|Young crown gall on a rose|
FL. dept. Ag and CS bugwood.org
The presence of galls on roots or the main stem of a plant may or may not affect the overall growth and productivity of the plant. Young plants with many galls and plants with a gall completely encircling the main stem are the most severely affected. Galls can restrict the flow of water and nutrients through the plant, resulting in reduced growth, low flower and fruit production, and in some cases wilting and death of leaves and stems.

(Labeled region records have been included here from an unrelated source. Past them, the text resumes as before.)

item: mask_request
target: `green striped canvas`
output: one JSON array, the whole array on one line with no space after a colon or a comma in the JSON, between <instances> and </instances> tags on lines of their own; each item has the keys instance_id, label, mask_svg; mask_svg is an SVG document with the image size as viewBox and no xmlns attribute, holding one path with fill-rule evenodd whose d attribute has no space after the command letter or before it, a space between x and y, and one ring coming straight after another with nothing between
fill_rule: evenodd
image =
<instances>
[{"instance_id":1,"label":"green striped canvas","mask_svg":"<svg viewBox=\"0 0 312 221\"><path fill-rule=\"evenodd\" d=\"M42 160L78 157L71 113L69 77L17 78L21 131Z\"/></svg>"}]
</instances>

Plants with crown gall are more susceptible to drought stress, winter injury and secondary diseases like Armillaria root rot, that enter the plant through cracks in the gall. That being said many plants tolerate a few galls without showing any obvious above ground symptoms. Mature trees of some species have been found with many galls that appear to have little effect on the trees overall growth and productivity.
|Crown gall on the trunk of a peach tree|
G. Felton, UMN Extension
The crown gall bacteria are often brought into a yard or garden on infected plants or soil. A wound is necessary for the crown gall bacteria to infect a plant. Nursery activities like grafting, pruning and transplanting provide ample opportunity for the bacteria to enter and infect susceptible plant tissue. If the plant is actively growing at the time of infection, a gall can be seen in 2-4 weeks and hopefully the plant will be culled before sale. If the plant is dormant however, it may be a much longer time before the gall is visible and of course below ground galls may go completely undetected. If an infected plant is placed in the landscape, the crown gall bacteria can move into the soil and spread to other plants.